„Ja. Das mein’ ich nicht. Warum kommt er nie zu Leuten?“
„Ach, einerlei. Ich denke, vielleicht hat er was Besonderes erlebt, oder so.“
„Aha, so was Romantisches? Stille Mühle im Tal? Marmor? Schweigsamer Eremit? Begrabenes Lebensglück? Tut mir leid, aber damit ist’s nichts. Er ist ein vorzüglicher Geschäftsmann.“
„Weißt du das?“
„Er hat’s hinter den Ohren. Der Mann macht Geld.“
Da mußte er gehen. Es gab noch zu tun. Er zahlte sein Bier und ging direkt über die gemähte Wiese, und als er hinter dem nächsten Bühel schon eine Weile verschwunden war, kam noch ein langer Strich Pfeifenrauch von dorther, denn Becker lief gegen den Wind. Im Stall fingen die Kühe satt und langsam zu brüllen an, auf der Dorfstraße tauchten die ersten Feierabendgestalten auf, und als ich nach einer kleinen Weile um mich schaute, waren die Berge schon blauschwarz und der Himmel war nimmer rot, sondern grünlichblau und sah aus, als müßte jeden Augenblick der erste Stern herauskommen.
Das kurze Gespräch mit dem Verwalter hatte meinem Denkerstolz einen leisen Tritt versetzt, und da es so ein schöner Abend und doch schon ein Loch in meinem Selbstbewußtsein war, kam meine Liebe zu der Marmormüllerin plötzlich über mich und ließ mich fühlen, daß mit Leidenschaften nicht zu spielen sei. Ich trank noch manche Halbe aus, und als nun wirklich die Sterne heraus waren und als von der Gasse so ein rührendes Volkslied herüberklang, da hatte ich meine Weisheit und meinen Hut auf der Bank liegen lassen, lief langsam in die dunkeln Felder hinein und ließ im Gehen die Tränen laufen, wie sie wollten.
Aber durch die Tränen hindurch sah ich das sommernächtige Land daliegen, die mächtige Flucht der Ackerfelder schwoll am Horizont wie eine starke und weiche Woge in den Himmel, seitwärts schlief atmend der weithin gestreckte Wald und hinter mir lag fast verschwunden das Dorf, mit wenig Lichtlein und wenigen leisen und fernen Tönen.

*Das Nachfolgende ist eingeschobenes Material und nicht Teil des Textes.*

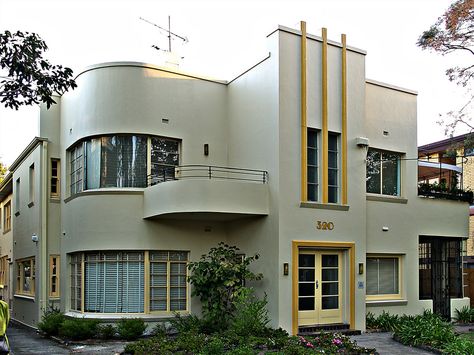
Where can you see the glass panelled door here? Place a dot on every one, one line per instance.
(319, 287)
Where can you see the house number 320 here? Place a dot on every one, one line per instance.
(325, 225)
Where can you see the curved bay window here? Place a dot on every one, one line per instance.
(120, 161)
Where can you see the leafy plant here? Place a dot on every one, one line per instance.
(131, 329)
(251, 315)
(51, 321)
(106, 331)
(464, 315)
(79, 328)
(217, 279)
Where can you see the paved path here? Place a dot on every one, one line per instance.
(25, 341)
(385, 345)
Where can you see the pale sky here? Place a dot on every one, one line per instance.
(227, 37)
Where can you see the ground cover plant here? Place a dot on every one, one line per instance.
(427, 329)
(234, 318)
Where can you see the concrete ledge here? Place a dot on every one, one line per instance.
(324, 206)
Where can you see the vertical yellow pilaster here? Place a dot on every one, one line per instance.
(344, 120)
(325, 116)
(304, 137)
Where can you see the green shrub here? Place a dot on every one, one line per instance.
(79, 328)
(131, 328)
(216, 279)
(459, 346)
(51, 321)
(106, 331)
(186, 324)
(251, 315)
(464, 315)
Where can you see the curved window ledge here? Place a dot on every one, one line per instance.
(30, 298)
(381, 303)
(118, 316)
(324, 206)
(105, 191)
(390, 199)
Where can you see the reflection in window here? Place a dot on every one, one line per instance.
(383, 172)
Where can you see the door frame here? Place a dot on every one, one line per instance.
(346, 246)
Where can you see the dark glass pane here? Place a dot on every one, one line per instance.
(312, 138)
(312, 157)
(306, 260)
(373, 171)
(306, 274)
(332, 160)
(312, 192)
(306, 304)
(332, 142)
(306, 289)
(330, 260)
(390, 170)
(312, 174)
(332, 177)
(331, 302)
(330, 288)
(332, 194)
(329, 274)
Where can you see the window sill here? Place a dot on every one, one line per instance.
(381, 303)
(117, 316)
(386, 198)
(324, 206)
(107, 191)
(26, 297)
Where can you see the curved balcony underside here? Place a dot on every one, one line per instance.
(202, 199)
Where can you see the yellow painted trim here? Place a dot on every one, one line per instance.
(324, 113)
(344, 120)
(304, 132)
(295, 245)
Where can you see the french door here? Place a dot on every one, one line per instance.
(319, 287)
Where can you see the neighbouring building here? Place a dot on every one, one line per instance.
(300, 159)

Himmel, Ackerland, Wald und Dorf samt den vielerlei Wiesendüften und dem vereinzelt noch hörbaren Grillengeläut floß alles ineinander und umgab mich lau und sprach zu mir wie eine schöne, froh und traurig machende Melodie. Nur die Sterne ruhten klar und unbewegt in halbdunkeln Höhen. Ein scheues und doch brennendes Begehren, eine Sehnsucht rang sich in mir auf; ich wußte nicht, war es ein Hindrängen zu neuen, unbekannten Freuden und Schmerzen oder ein Verlangen, rückwärts in die Kinderheimat zu wandern, mich an den väterlichen Gartenzaun zu lehnen, die Stimmen der toten Eltern und das Kläffen unseres toten Hundes noch einmal zu hören und mich auszuweinen.

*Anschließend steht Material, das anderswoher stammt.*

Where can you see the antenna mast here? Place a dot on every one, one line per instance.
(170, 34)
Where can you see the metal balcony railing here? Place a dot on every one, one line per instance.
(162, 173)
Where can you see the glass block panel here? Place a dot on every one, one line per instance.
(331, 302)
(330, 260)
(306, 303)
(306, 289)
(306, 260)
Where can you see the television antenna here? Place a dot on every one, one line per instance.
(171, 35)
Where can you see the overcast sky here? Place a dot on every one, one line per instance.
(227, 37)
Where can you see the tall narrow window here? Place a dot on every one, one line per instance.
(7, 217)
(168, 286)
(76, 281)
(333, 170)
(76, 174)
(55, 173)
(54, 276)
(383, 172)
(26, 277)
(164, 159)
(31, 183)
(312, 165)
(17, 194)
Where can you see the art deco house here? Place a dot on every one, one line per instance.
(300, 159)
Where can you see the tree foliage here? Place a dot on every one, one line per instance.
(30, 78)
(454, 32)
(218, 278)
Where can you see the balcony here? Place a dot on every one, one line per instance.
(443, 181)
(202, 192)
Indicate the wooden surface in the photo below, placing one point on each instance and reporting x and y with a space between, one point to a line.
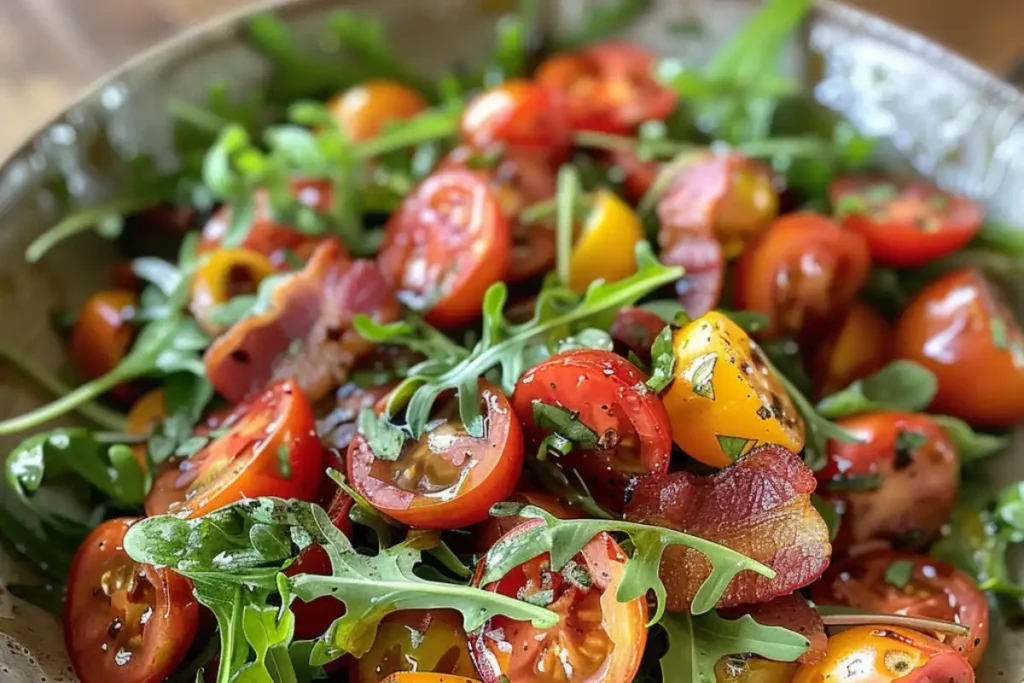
49 49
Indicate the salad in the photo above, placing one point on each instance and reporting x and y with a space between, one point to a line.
580 365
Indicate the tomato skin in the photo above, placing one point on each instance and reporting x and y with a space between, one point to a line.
905 226
153 624
444 246
936 590
463 479
609 87
919 481
364 111
249 460
886 654
597 640
608 395
518 115
950 328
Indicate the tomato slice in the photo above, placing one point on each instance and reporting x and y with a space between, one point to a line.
924 588
268 447
415 640
445 245
905 225
597 639
125 622
605 395
609 87
803 272
446 479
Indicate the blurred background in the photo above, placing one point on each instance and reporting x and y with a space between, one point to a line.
49 49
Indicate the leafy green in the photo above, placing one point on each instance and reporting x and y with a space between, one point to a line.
563 539
697 642
902 385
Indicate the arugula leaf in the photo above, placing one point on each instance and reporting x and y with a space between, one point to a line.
563 539
697 642
902 385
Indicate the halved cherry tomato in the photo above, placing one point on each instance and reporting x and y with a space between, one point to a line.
269 449
605 248
125 622
278 242
364 111
605 396
103 332
924 588
905 225
598 639
961 329
886 654
518 115
415 640
803 272
860 344
444 246
724 399
898 485
446 479
610 87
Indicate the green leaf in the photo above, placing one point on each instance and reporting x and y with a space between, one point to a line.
563 539
902 385
697 642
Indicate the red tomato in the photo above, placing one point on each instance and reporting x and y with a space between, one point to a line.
518 115
905 226
313 619
886 654
125 622
444 246
598 639
605 394
897 486
961 329
269 449
932 589
610 87
803 272
446 479
859 345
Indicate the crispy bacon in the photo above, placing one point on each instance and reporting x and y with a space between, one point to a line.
759 506
306 332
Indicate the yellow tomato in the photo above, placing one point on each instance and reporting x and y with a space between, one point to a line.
605 248
724 399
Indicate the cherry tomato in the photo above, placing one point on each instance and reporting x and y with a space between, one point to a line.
961 329
803 272
605 248
365 111
518 115
446 479
598 639
446 244
125 622
724 399
898 485
905 226
886 654
859 345
625 429
609 87
924 588
282 244
269 449
103 332
415 640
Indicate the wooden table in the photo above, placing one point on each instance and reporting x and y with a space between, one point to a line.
50 49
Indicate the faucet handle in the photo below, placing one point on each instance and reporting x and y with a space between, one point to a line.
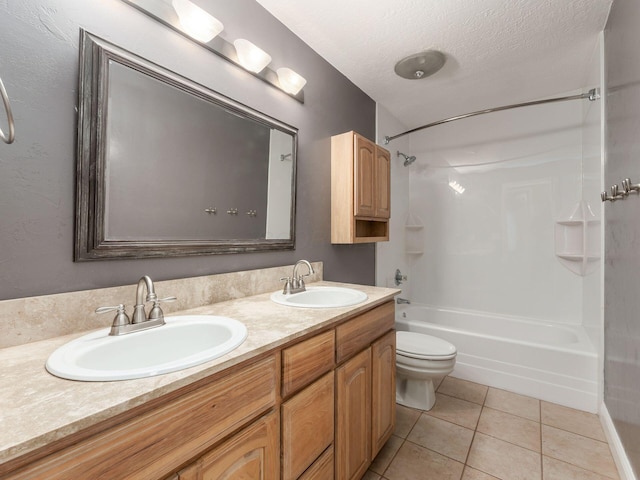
156 311
287 285
121 317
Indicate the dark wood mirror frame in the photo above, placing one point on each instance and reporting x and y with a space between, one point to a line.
91 241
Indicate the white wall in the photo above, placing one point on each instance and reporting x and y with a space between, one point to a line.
390 255
592 185
492 247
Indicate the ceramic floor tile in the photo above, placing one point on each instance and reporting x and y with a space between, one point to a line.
576 421
456 411
405 420
513 403
504 460
463 389
384 457
415 462
577 450
510 428
553 469
442 437
371 476
473 474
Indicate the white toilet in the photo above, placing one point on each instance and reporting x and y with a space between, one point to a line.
419 360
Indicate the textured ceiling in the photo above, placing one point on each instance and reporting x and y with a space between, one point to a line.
498 51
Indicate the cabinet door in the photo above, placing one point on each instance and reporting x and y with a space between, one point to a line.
383 391
322 469
251 454
353 417
382 200
364 181
307 426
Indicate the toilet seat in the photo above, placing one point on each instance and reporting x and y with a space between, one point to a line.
423 347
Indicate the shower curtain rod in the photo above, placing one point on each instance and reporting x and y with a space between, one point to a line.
592 95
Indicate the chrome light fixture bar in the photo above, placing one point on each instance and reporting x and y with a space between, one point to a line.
200 26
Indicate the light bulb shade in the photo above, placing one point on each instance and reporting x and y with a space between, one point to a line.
196 22
251 57
290 81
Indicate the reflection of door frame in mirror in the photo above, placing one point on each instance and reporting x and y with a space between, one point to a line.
90 239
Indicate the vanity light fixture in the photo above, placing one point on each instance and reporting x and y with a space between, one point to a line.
290 81
196 22
250 56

Ohne es zu wollen, kam ich in den Wald und durch dürres Gezweige und schwüle Finsternis, bis es vor mir plötzlich geräumig und helle ward, und dann stand ich lange zwischen den hohen Tannen über dem engen Sattelbachtal, und drunten lag das Lampartische Anwesen mit den matten blassen Marmorhaufen und dem dunkel brausenden schmalen Wehr. Bis ich mich schämte und querfeldein den nächsten Heimweg nahm.